To Like or To Fan: Facebook’s Little Change Could Make Big Impact

By now, you’ve surely read all about Facebook changing the “Become a Fan” button to a “Like” button on all brand pages. It’s a little change, but it could make a big impact on the way individuals psychologically engage with brands on the popular social networking site.

Facebook itself calls the change a “more light-weight and standard way to connect with people, things, and topics in which you are interested.” Light-weight? As in low-involvement. The thought here is that users will more readily “like” a brand than “fan” one since liking requires less cognitive or affective involvement with the brand.

So, we sent an informal survey to the office to find out the difference between liking and being a fan of a brand. We asked respondents to indicate their knowledge of and engagement with Interbrand’s top 15 best global brands of 2009. And, Facebook’s bet on users increased willingness to “like” was right on.

Only 16% of all responses denoted being a fan of a brand, where 53% of responses designated some form of “like.” Interestingly, 24% of all responses reported a delineation of liking a brand but not being a fan.

Brands like BMW, Coca-Cola, Disney, Google, McDonald’s, Mercedes-Benz, and Microsoft received a higher volume of users that “like” the brand than users who delineated liking but not being a fan. Brands like GE, Gillette, HP, IBM, Intel, Nokia, and Toyota evoked more users to express their delineation of liking but not being a fan. Thus, it seems users are less likely to really engage with utilitarian, functional brands, like the latter set, and more likely to develop affinity for lifestyle brands, like the former set.

In all age categories, users were more willing to report their “like” for a brand than their affinity as a “fan.” Two demographic groups in particular appear to offer some opportunities given the new button change. Users 25-30 “like” brands at a higher-than-average comparative rate (42.67%), and users 22-24 were the strongest in delineating liking a brand but not being a fan (29.63%). Both of these groups especially seem to be more willing to “like” than “fan.”

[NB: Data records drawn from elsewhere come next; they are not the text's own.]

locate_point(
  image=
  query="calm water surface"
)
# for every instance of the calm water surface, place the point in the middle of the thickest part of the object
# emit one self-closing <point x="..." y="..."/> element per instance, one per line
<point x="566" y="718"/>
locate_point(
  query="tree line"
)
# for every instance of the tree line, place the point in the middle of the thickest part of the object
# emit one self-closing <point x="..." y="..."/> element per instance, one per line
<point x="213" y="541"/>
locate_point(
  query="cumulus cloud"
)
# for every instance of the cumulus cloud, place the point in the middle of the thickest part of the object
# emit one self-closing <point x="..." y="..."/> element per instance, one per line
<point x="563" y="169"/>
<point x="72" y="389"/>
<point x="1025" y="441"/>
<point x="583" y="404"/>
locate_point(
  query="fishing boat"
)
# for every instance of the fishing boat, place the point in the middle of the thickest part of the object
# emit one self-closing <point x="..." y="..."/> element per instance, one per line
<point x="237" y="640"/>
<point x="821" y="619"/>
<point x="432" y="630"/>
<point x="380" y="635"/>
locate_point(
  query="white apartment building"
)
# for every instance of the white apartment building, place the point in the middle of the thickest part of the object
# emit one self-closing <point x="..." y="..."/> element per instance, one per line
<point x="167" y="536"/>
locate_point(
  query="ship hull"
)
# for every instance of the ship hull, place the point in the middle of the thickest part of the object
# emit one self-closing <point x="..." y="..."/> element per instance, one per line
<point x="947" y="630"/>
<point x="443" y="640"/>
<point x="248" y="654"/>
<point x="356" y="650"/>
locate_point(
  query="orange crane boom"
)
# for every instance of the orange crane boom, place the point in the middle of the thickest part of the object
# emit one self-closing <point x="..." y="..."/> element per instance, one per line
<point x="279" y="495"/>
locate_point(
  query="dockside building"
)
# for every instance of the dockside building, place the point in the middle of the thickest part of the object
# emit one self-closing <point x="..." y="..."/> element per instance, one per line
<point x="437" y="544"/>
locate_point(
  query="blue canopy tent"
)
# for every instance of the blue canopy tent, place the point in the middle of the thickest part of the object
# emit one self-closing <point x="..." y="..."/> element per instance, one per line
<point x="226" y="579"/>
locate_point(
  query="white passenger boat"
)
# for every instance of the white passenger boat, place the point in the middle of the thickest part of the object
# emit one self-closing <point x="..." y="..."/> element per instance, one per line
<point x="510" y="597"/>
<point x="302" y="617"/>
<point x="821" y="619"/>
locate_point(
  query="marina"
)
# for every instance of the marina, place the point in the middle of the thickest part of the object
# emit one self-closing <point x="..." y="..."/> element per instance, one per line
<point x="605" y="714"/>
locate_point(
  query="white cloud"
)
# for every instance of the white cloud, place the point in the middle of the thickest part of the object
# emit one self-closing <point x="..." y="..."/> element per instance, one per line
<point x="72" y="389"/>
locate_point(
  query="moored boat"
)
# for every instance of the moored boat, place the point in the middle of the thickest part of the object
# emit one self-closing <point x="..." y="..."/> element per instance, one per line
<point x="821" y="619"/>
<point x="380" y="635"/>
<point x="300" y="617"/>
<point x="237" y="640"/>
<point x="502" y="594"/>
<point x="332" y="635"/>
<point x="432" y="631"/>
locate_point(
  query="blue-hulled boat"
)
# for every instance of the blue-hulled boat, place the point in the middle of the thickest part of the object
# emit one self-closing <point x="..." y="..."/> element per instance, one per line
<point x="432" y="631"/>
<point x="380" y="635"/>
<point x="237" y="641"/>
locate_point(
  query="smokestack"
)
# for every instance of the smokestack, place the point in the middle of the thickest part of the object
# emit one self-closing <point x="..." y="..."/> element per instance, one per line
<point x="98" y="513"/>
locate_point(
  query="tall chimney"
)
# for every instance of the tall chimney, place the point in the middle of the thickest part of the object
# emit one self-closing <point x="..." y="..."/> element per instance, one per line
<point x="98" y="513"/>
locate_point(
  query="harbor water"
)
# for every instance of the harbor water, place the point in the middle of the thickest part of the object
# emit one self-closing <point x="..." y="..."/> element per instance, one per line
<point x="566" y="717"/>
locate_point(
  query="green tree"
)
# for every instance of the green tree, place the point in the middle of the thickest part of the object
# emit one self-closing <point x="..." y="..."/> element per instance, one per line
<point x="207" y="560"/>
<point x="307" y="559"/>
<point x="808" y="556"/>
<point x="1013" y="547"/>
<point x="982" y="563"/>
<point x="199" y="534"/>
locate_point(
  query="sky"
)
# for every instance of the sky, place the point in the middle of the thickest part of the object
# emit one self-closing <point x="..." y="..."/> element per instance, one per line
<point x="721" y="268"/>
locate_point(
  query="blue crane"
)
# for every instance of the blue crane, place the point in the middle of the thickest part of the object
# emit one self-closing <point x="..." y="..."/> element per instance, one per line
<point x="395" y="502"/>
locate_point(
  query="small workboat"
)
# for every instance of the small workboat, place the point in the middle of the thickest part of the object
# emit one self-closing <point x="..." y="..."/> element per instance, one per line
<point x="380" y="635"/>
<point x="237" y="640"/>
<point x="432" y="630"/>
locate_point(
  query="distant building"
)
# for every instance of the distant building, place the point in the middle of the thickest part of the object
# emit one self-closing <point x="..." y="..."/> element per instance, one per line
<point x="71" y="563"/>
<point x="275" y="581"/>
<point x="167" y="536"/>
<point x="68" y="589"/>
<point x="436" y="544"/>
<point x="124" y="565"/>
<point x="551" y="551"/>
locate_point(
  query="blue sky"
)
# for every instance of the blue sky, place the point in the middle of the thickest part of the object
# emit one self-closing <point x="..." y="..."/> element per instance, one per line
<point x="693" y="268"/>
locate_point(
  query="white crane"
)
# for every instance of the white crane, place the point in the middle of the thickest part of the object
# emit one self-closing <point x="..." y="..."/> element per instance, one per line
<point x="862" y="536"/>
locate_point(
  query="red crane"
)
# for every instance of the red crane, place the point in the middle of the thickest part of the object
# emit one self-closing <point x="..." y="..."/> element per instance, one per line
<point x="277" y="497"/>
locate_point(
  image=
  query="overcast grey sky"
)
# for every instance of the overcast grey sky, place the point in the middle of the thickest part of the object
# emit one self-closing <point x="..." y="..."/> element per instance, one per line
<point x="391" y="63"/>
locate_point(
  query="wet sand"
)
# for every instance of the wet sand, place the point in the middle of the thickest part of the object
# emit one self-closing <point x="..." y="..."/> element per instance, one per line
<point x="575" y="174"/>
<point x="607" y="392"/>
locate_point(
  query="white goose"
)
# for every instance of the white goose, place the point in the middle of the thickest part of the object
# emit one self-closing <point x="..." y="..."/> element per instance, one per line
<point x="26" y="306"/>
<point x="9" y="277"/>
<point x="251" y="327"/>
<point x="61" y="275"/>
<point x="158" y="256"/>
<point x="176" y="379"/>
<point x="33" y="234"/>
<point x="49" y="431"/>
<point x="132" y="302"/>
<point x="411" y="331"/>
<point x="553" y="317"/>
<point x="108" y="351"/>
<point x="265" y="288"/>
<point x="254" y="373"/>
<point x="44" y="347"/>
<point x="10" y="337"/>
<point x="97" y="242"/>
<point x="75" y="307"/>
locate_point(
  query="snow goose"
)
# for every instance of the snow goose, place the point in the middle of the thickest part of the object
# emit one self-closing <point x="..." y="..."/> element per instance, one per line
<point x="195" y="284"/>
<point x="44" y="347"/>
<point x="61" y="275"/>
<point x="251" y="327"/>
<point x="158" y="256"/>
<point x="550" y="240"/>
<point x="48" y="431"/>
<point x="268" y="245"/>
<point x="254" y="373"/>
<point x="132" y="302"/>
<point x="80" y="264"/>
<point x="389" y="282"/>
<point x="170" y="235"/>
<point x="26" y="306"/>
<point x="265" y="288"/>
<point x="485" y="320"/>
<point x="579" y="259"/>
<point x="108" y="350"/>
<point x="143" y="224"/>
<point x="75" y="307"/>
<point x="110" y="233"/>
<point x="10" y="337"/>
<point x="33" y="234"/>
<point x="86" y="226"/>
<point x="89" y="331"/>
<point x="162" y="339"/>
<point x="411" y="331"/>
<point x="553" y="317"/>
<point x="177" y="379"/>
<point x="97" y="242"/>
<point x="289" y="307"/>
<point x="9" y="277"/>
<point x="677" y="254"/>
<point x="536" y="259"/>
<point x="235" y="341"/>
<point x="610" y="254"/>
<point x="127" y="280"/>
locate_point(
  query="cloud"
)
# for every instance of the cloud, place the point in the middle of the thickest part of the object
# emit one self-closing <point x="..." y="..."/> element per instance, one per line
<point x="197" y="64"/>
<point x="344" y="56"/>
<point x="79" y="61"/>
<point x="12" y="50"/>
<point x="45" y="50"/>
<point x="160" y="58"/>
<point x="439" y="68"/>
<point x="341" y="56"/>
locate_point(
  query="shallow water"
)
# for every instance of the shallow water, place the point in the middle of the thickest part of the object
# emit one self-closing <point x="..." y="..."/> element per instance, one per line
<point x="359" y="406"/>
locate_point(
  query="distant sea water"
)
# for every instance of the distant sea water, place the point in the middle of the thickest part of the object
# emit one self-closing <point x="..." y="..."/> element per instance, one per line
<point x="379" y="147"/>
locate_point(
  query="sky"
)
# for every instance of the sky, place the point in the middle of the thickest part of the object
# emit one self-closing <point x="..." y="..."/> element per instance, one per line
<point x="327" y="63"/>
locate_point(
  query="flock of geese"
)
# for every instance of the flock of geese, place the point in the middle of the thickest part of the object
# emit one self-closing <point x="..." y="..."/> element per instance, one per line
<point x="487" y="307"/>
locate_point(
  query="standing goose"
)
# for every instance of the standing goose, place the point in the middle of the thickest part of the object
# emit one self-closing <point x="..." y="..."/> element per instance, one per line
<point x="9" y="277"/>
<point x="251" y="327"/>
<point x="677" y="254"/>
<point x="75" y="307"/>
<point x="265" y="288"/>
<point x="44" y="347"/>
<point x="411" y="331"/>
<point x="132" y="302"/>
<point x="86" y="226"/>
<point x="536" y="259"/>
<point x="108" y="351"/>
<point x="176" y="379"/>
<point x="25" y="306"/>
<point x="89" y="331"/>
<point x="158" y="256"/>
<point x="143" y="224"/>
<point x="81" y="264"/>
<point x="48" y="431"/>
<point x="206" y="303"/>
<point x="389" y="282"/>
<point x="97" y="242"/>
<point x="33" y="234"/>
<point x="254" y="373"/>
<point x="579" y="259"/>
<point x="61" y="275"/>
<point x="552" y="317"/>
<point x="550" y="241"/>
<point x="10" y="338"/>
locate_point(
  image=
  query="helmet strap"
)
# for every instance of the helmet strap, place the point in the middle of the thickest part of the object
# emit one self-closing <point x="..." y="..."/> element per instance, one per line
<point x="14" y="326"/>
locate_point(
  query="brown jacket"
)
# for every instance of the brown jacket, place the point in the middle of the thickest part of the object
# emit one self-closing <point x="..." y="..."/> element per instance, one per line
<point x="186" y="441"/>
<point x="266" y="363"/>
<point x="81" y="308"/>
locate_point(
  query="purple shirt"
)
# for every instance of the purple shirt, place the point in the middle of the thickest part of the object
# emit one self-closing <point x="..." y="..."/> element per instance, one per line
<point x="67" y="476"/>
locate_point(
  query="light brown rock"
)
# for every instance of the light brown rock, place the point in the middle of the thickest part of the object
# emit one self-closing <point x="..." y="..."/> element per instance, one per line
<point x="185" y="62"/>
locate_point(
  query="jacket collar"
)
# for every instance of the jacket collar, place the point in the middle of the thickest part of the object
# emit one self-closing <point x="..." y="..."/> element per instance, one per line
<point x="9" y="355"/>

So, great – more users expressing their “like” for my brand, more eyes seeing branded messaging on their feeds, more awareness, more engagement, right? Wrong. Since more users are willing to “like” a brand than “fan” one, the quality of the Facebook audience will now decrease. The true brand evangelists may get watered down with all the non-committal consumers who just “like” your brand. Plus, more liking means more brands getting inside more consumers’ feeds, increasing the noise and decreasing the involvement with your brand’s messaging.